Previously, for a Clambda let-binding let x = e1 in e2, Cmmgen would look at the e1 Clambda expression to decide whether it is worth/possible to unbox the binding. This requires to "predict" at the Clambda level if an expression produces a boxed number, while this is really a property of the Cmm code. The analysis tried to replicate the behavior of the Clamdba->Cmm translation, but missed some cases such as z in:

let f x y =
  let z =
    let a = x +. y in
    let b = x *. y in
    if a <= b then
      a
    else
      b
  in
  z +. 1.

(It turns out that, recursively,a and b will be unboxed, so accessing them will require a re-boxing, but when analyzing the let z, we still don't know that.)

The PR proposes to translate the bound Clambda expression to Cmm and analyze the result to decide if the binding should be unboxed. This avoids a duplication of logic and fixes the code above.

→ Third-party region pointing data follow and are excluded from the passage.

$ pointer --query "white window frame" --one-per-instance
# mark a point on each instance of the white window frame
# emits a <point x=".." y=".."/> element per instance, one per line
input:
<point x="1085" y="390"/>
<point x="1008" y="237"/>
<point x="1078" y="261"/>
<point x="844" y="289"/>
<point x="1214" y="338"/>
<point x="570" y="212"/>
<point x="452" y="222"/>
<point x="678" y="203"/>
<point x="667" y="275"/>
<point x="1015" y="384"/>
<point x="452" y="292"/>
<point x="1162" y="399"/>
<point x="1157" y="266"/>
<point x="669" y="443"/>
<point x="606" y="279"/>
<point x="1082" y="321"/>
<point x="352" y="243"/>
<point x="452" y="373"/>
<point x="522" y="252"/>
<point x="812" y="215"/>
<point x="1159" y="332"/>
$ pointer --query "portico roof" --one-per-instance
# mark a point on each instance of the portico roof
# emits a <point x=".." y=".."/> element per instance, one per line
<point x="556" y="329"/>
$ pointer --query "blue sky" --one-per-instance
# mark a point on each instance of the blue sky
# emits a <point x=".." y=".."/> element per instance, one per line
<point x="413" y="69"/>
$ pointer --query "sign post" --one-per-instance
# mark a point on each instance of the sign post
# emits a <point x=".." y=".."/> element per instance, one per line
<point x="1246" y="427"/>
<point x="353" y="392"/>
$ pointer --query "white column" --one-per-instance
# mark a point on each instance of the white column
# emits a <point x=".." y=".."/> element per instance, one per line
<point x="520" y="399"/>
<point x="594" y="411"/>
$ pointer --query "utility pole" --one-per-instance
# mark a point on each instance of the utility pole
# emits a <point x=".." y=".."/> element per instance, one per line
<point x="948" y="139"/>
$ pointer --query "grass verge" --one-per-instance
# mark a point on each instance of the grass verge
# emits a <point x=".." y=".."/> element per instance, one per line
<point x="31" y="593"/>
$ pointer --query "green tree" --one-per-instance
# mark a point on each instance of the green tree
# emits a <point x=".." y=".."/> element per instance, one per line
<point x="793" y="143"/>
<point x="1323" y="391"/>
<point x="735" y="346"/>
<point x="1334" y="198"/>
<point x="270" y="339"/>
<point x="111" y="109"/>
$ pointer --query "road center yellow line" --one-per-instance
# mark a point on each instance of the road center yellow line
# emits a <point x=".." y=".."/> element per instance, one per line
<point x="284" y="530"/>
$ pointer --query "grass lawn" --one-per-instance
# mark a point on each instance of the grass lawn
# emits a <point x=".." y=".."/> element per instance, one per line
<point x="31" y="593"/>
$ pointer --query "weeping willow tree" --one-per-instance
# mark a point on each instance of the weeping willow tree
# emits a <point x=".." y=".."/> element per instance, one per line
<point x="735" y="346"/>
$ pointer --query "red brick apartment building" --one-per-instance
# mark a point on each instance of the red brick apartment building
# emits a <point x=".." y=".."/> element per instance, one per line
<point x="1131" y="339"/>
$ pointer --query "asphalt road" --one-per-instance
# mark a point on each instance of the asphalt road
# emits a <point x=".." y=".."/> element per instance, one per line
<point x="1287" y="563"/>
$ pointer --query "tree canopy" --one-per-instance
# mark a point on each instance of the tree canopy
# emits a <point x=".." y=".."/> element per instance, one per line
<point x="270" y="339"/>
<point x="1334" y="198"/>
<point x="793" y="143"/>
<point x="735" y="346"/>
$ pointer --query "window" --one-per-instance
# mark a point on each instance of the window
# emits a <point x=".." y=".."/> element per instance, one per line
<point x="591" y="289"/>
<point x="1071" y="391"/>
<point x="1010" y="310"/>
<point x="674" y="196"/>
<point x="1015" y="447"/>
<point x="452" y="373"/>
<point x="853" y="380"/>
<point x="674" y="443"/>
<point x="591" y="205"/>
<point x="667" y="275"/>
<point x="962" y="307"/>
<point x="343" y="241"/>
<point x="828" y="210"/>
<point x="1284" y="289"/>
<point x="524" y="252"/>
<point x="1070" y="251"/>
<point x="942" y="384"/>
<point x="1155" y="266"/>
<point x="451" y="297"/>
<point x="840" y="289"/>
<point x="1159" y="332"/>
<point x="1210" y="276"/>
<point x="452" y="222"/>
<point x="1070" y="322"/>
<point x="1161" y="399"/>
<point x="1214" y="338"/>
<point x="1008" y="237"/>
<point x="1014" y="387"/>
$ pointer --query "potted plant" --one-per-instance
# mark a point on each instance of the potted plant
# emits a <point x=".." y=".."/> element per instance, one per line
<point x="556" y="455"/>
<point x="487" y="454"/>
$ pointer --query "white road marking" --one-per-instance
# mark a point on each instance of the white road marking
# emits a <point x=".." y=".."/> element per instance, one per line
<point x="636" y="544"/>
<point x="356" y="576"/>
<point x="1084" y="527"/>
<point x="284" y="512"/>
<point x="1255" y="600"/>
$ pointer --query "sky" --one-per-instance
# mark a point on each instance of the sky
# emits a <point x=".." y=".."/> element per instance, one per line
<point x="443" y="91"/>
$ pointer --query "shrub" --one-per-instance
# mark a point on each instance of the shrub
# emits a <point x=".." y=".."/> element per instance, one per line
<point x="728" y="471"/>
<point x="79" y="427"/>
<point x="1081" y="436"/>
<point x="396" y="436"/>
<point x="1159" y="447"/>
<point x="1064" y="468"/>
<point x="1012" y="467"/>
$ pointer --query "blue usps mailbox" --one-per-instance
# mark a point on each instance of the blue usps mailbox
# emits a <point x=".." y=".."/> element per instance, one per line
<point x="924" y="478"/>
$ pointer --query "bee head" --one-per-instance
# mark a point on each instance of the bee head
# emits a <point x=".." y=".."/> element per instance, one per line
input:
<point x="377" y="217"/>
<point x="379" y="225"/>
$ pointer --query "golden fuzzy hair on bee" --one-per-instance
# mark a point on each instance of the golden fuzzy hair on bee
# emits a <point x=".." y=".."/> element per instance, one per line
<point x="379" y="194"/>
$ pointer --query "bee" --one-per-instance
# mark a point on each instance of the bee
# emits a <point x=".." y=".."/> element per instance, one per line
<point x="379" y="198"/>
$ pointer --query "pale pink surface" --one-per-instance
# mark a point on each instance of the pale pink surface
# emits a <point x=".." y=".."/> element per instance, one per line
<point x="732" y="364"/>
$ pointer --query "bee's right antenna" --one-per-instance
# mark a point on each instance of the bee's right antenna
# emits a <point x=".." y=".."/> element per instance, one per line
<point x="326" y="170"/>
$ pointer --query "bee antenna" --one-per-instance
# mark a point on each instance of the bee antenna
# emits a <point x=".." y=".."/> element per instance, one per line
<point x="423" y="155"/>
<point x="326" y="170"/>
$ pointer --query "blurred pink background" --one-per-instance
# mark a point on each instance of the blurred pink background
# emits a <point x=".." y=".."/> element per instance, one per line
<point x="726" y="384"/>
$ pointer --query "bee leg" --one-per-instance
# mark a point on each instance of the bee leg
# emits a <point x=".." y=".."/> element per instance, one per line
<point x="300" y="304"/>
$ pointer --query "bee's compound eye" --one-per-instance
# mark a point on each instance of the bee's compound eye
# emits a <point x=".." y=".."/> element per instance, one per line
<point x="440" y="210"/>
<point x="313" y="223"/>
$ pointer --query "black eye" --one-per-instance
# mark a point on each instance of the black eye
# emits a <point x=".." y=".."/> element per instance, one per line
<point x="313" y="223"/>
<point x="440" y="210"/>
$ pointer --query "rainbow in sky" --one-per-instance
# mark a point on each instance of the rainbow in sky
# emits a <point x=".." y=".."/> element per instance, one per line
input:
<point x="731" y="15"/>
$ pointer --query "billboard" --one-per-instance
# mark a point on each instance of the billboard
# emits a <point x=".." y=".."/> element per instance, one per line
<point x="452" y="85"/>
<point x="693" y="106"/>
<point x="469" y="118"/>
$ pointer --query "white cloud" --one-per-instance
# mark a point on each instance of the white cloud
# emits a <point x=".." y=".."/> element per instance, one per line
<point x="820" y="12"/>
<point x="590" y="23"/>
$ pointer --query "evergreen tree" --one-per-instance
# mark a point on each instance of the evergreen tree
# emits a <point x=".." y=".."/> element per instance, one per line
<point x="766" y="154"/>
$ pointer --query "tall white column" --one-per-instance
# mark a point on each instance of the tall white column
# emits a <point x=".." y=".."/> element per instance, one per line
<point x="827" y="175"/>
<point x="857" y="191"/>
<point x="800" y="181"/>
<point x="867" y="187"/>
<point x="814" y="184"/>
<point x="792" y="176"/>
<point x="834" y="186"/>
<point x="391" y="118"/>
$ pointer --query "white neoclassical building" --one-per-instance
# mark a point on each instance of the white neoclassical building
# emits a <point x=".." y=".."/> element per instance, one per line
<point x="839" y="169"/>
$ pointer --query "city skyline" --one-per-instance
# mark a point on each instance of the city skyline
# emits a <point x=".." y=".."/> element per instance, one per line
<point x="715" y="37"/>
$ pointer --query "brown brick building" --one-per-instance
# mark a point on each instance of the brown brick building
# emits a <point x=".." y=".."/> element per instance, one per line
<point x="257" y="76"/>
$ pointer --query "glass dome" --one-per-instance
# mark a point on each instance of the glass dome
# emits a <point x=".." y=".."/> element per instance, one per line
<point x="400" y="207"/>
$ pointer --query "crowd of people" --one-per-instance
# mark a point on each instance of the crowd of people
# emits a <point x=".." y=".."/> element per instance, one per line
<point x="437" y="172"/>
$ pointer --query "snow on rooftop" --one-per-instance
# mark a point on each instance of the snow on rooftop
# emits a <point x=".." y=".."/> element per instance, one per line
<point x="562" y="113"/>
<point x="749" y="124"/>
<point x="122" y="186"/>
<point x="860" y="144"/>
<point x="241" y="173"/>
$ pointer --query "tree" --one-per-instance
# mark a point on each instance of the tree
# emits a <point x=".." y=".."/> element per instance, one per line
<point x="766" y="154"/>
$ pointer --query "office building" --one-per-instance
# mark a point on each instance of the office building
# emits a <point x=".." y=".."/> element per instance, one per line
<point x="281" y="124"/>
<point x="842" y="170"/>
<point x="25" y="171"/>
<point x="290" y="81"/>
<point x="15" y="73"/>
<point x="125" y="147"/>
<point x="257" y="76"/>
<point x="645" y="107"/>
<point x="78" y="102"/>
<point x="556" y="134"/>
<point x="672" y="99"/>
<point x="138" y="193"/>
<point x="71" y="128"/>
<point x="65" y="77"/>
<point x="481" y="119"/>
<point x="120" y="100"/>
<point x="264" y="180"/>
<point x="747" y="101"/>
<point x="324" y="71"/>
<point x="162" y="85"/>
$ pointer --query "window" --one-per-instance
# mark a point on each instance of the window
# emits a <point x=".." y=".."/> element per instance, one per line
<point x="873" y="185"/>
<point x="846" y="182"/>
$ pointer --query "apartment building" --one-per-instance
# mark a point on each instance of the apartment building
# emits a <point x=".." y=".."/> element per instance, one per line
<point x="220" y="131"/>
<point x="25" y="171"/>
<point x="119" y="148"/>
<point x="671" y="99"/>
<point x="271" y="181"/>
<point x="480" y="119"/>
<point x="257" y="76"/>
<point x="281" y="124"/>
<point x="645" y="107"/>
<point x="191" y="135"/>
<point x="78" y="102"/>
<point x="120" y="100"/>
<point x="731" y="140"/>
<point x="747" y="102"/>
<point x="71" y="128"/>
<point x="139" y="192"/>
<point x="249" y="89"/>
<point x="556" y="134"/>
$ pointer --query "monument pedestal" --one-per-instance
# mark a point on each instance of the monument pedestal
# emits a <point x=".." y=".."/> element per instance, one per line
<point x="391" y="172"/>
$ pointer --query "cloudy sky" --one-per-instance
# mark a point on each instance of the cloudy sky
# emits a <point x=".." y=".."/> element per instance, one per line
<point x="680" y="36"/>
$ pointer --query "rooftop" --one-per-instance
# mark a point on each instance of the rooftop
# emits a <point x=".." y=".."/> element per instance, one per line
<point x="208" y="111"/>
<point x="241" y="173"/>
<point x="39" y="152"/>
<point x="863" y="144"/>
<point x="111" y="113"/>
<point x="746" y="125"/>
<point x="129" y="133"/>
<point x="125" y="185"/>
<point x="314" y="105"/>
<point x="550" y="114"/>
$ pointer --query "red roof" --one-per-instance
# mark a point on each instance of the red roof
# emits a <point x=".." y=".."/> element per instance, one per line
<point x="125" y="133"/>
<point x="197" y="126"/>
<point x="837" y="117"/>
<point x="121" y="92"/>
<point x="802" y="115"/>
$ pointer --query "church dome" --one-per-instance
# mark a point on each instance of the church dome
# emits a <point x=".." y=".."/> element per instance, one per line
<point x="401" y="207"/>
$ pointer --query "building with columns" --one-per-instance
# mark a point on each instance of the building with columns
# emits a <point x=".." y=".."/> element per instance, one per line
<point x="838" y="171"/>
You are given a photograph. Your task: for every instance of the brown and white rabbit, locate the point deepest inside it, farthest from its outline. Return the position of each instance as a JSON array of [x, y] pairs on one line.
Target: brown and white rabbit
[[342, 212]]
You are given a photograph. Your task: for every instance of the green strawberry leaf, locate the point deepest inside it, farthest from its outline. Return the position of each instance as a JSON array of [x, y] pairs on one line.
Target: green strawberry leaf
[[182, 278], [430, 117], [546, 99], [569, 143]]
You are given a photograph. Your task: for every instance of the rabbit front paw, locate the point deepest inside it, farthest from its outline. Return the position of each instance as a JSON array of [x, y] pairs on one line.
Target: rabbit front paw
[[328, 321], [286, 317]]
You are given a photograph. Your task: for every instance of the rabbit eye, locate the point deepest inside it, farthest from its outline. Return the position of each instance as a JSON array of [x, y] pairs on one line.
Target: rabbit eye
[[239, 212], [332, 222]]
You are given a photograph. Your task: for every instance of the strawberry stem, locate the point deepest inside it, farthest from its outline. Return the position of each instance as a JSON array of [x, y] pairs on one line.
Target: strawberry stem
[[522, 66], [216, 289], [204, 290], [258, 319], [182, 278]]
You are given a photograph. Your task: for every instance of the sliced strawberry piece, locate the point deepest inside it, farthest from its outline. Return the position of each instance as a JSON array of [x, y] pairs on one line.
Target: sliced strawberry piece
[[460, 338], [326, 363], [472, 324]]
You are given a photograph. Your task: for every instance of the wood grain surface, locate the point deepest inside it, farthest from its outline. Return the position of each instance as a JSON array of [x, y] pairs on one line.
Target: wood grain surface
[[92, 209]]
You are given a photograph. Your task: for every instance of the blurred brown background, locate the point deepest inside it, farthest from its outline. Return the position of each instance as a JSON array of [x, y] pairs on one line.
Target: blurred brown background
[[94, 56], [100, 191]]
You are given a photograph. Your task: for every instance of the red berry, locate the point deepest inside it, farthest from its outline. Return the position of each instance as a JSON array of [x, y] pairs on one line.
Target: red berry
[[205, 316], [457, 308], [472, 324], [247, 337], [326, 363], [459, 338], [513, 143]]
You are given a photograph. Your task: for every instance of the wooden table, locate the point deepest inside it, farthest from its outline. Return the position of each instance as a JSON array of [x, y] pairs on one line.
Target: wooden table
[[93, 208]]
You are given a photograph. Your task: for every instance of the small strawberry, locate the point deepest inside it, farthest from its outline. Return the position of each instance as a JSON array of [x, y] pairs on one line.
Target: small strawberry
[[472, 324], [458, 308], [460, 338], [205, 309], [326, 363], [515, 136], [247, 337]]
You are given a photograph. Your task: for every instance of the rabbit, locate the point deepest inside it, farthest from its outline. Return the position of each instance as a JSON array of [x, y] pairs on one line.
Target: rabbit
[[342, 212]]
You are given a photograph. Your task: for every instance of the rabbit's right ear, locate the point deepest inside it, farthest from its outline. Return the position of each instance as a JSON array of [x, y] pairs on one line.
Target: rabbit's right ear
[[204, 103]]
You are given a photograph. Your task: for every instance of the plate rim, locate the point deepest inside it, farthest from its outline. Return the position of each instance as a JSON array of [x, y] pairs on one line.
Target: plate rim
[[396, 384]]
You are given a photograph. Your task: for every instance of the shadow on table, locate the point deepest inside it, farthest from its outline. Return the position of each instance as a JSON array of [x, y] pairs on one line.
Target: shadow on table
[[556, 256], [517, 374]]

Side-note: it is a bit unsatisfactory to reverse engineer boxing (but this was already the case before), and one might want to discuss keeping a symbolic representations of the boxing/unboxing operations in Cmm and lowering them later (as a simple Cmm->Cmm rewriting pass, or during the selection pass).

@alainfrisch
Copy link
Copy Markdown
Contributor Author

I've also added a version of #2162 (unbox across static handlers), but now using the same unboxing strategy as for let bindings.

cc @chambart

@alainfrisch alainfrisch changed the title [WIP] Decide unboxing of let-bound expressions based on their Cmm translation [WIP] Decide unboxing of let-bound expressions based on their Cmm translation + unbox across static handlers Nov 26, 2018
@alainfrisch
Copy link
Copy Markdown
Contributor Author

@kayceesrk : would you be as kind as to add this PR to the benchmarking on http://ocamllabs.io/multicore/?

@alainfrisch alainfrisch force-pushed the unbox_cmm branch 2 times, most recently from bac4151 to 87c36b6 Compare November 27, 2018 17:18
@gasche
Copy link
Copy Markdown
Member

gasche commented Nov 28, 2018

This is no criticism of @alainfrisch, but I find it mildly inappropriate to use @kayceesrk's time for non-multicore-related benchmarks because the compiler team uses no easily-deployed compiler benchmark tool. Is there an easy way to use a clone of the ocamllabs.io/multicore system (or some other, but maintained by someone) that gives what-to-benchmark control to compiler developers, so that @alainfrisch could directly start the measurements he was requesting above?

@alainfrisch
Copy link
Copy Markdown
Contributor Author

@gasche cf #2143 (comment)

@alainfrisch
Copy link
Copy Markdown
Contributor Author

Mandatory stupid micro-benchmark:

let foo () =
  let r = ref 0. in
  let f x =
    r := !r +. x;
    if !r >= 1000. then r:= !r -. 1000.
  in
  for i = 1 to 100000 do
    match i with
    | 0 -> f 0.
    | 1 -> f 1.
    | n ->
        let a, b =
          if n > 100 then float n, float (n + 1)
          else float (n + 1), 42.
        in
        if n > 1000 then f (a *. b)
  done;
  !r


let () =
  for i = 1 to 1000 do
    ignore (foo ())
  done;
version timing
OCaml 4.07 1.2s
Trunk (after #2143) 0.40s
This PR 0.25s

With this PR, the main function foo does not allocate at all (except for boxing its result).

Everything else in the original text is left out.